Há uns tempos, enquanto vagueava descontraidamente por entre os corredores de um supermercado da minha vizinhança, dei de caras com uma marca de atum que desconhecia. Chama-se “Risonho”, e o aspecto gráfico da pequena latinha cativou-me de imediato. Sem olhar a custos, depositei cuidadosamente uma destas latas no meu cesto de compras. Chegado a casa, tirei-lhe umas fotografias que gostava de partilhar convosco.

Risonho1Risonho2

Ahhhhh… Atum Risonho… Isto não é uma lata de atum: é um repositório de nostalgia e de melancolia. Há qualquer coisa no design utilizado que nos leva de volta aos tempos antigos, onde a vida era mais inocente, simples, e feliz. A beleza poética de uma realidade que já não volta invade-nos, ao ponto da singular lágrima do saudosismo aparecer ao canto do olho… Esses é que eram os tempos… Atentai, atentai, ó gente de agora, ó arautos do pós-modernismo, atentai na expressão de felicidade do petiz. O pequenote que, após mais um sábado bem passado na companhia dos seus amigos lusitos da Mocidade Portuguesa, sai, na triunfante inocência da sua correria traquina, com a preciosa latinha de atum erguida bem alto: hoje já vai haver fartura sobre a mesa! Aliás, se a memória não me atraiçoa, nos dias da distribuição do atum, o hino da Mocidade era alterado, e acrescentava-se o ATUM ao tríptico “Deus, Pátria e Família”. Era qualquer coisa deste género:

Lá vamos, cantando e rindo
Levados, levados, sim
Pela voz do sabor tremendo
Do Atum, – paladar sem fim.

Lá vamos, que o atum é lindo!
Latas e latas comendo,
Lascas inteiras deglutindo!

Atum posta imortal,
Negra fome despedaça
Abunda nos mares de Portugal

Comer! Comer! E lá vamos!
Atum em óleo, oferece o que pescámos
À Mocidade que passa.

Ah, bons velhos tempos… Era uma época menos complicada. Uma altura em que, por causa da fome, da pobreza e do temor, uma latinha de atum era uma paga mais do que suficiente pelos favores sexuais dos jovens. Está certo que alguns choravam, na hora H, mas, depois do serviço terminado, quando lhes era entregue a valiosa lata, um sorriso voltava àquela delicada face imberbe, e lá iam, risonhos (lá está!)… Nada desta confusão de agora, com tribunais, juízes e jornalistas (o suposto “escândalo” Ballet Rose não passou de uma ficção idealizada por um cronista mais imaginativo).

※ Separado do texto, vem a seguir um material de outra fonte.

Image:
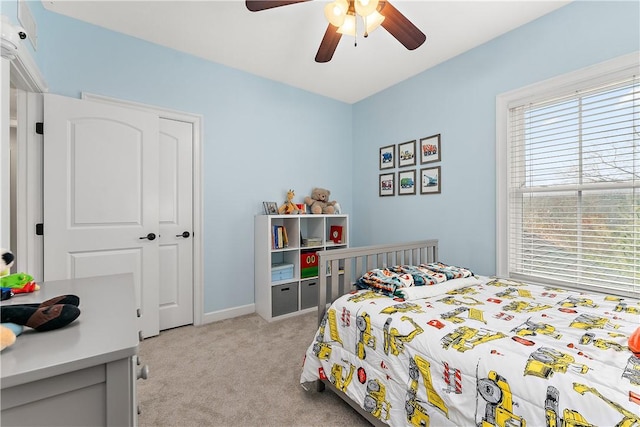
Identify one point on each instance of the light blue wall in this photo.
(458, 100)
(260, 137)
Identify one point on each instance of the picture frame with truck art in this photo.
(430, 149)
(386, 185)
(407, 154)
(430, 180)
(387, 157)
(406, 182)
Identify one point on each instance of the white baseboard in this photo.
(228, 313)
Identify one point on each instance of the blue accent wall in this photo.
(457, 99)
(262, 137)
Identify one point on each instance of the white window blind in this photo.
(574, 188)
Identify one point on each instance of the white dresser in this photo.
(83, 374)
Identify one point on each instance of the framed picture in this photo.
(270, 208)
(407, 182)
(387, 157)
(386, 187)
(430, 180)
(430, 149)
(407, 154)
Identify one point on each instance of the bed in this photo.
(468, 350)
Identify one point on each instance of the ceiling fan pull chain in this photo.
(355, 30)
(366, 34)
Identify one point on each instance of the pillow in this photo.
(390, 280)
(418, 292)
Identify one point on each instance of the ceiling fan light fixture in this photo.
(336, 11)
(349, 26)
(365, 8)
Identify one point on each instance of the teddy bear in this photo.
(319, 201)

mas fiquei sem perceber porque é que o atum se ri.


Cara Mipo, estou farto de pensar nisto e, até agora, a hipótese que me parece mais provável é esta. O próprio atum gosta da petizada! É por isso que sorri. É porque sabe que a sua carne vai trazer expressões de satisfação e agrado as faces daqueles que são, como já dizia o outro, o “melhor do mundo”. Afinal de contas, o facto de ser pescado, morto, escamado, desfeito em pedacinhos (como diz na embalagem) e enviado numa lata, não passa de um pequeno sacrifício que se faz em troca de um sorriso de criança.


Os bacalhaus é que deviam rir: têm caras (e línguas), no entanto a minha douta (como sempre) explicação é: o atum é risonho porque está mergulhado em óleo, logo escorrega melhor (nunca se sabe se há alguém com taras de latas de atum). Aproveito para perguntar se não acham aquele joelho na argolinha, esquisito demais.


fico, desde hoje, com uma nova admiração pelo atum, esse nobre e abnegado peixe. Tiro-lhe o meu chapéu.


Proximo capítulo: O Atum TENÓRIO!
Para além da lata a apelar à nostalgia, é simplesmente o melhor atum enlatado! – Só para apreciadores gourmet!


Mas isto é que foi uma descoberta! Um amigo da apanha dos enlatados. Pois, pois, dá gosto ler.

Cumprimentos da outra prateleira,

K.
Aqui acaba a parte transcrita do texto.